Only a fool would refuse the job. And I’m not one.

But what if it’s the guilt from what happened all those years? What if he’s overcompensating to make it up to me?

I mean, he did send me five Christmas gifts the year we fell apart. It broke my heart all over again, every single time. Didn’t even have the heart to open them.

I search his face to see if I can find it but see no signs of guilt or pity. Either he’s really good at hiding it, or I’m reading too much into it.

Everything happened five years ago. I’m certain he’s still not fixated on everything that happened like I am.

He puts his hand out to me.

I freeze at the sight of his corded muscles that are peeking through his folded shirt. Flashes of images of that night come back to me. His strong arms lifting me up to his hip to lead me over to his bed, his deft fingers finding their way inside…

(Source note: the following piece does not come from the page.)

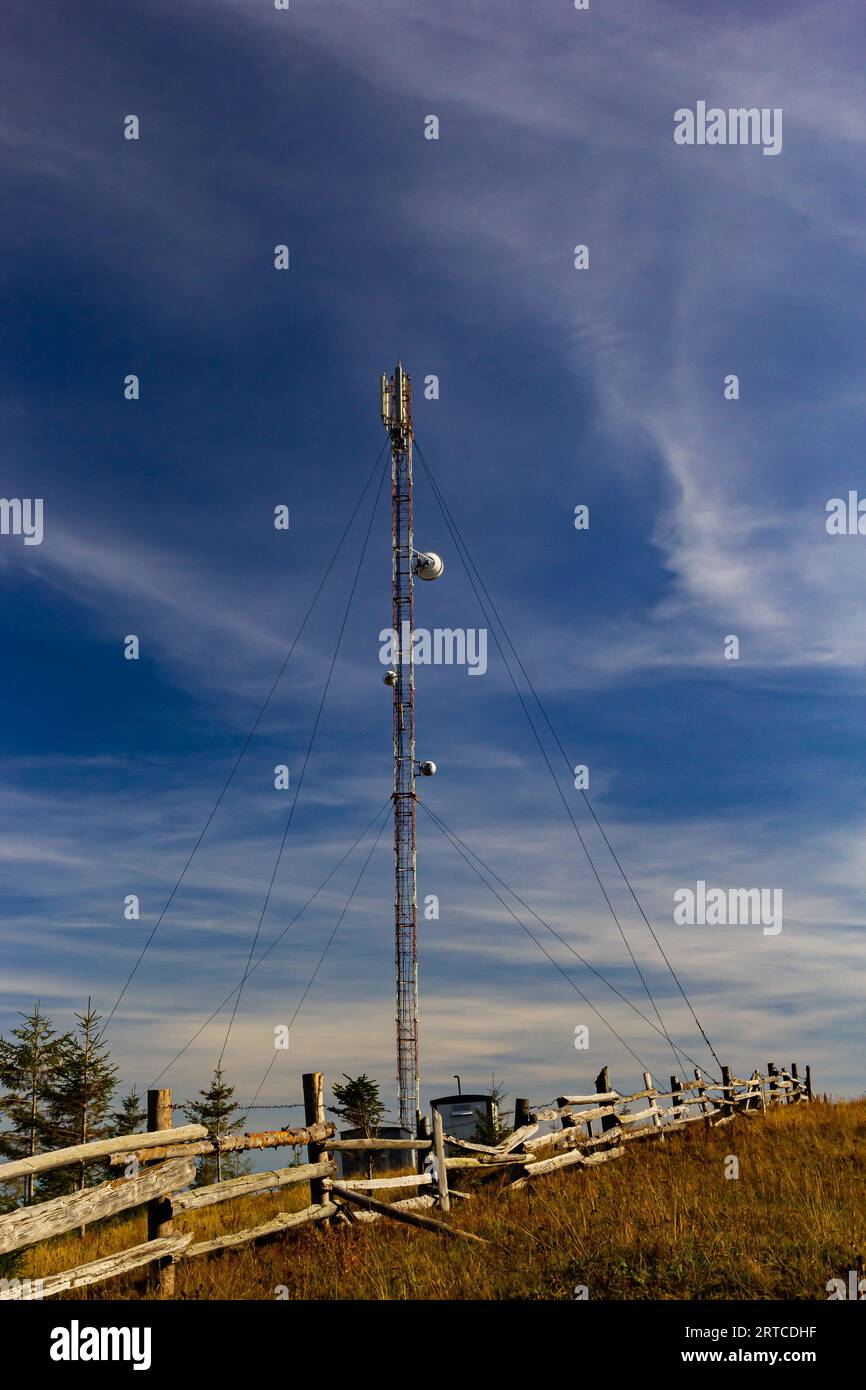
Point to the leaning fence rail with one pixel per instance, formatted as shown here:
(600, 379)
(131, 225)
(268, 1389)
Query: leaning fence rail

He coughs slightly, bringing my attention back to the present.

I clear my throat.

“Let’s shake on it?”

realize What harm can a handshake do? I’ve made my decision, and I’m going to stick to it. And I’m also going to ignore the hell out of the small dimple that is luring me in.

As our hands meet, an unexpected jolt of electricity courses through me, a sensation that catches me off guard.

I quickly pull my hand away, hiding the subtle reaction beneath a veneer of professionalism, my expression blank to hide the turmoil I feel inside.

"Let's make this project a success." Jake’s eyes hold a determined gleam.

"Absolutely," I reply, but my mind is momentarily distracted by the lingering warmth from our brief touch.

Jake seems unfazed, his focus returning to the folder on his desk. It’s thick, at least a hundred pages. Maybe more.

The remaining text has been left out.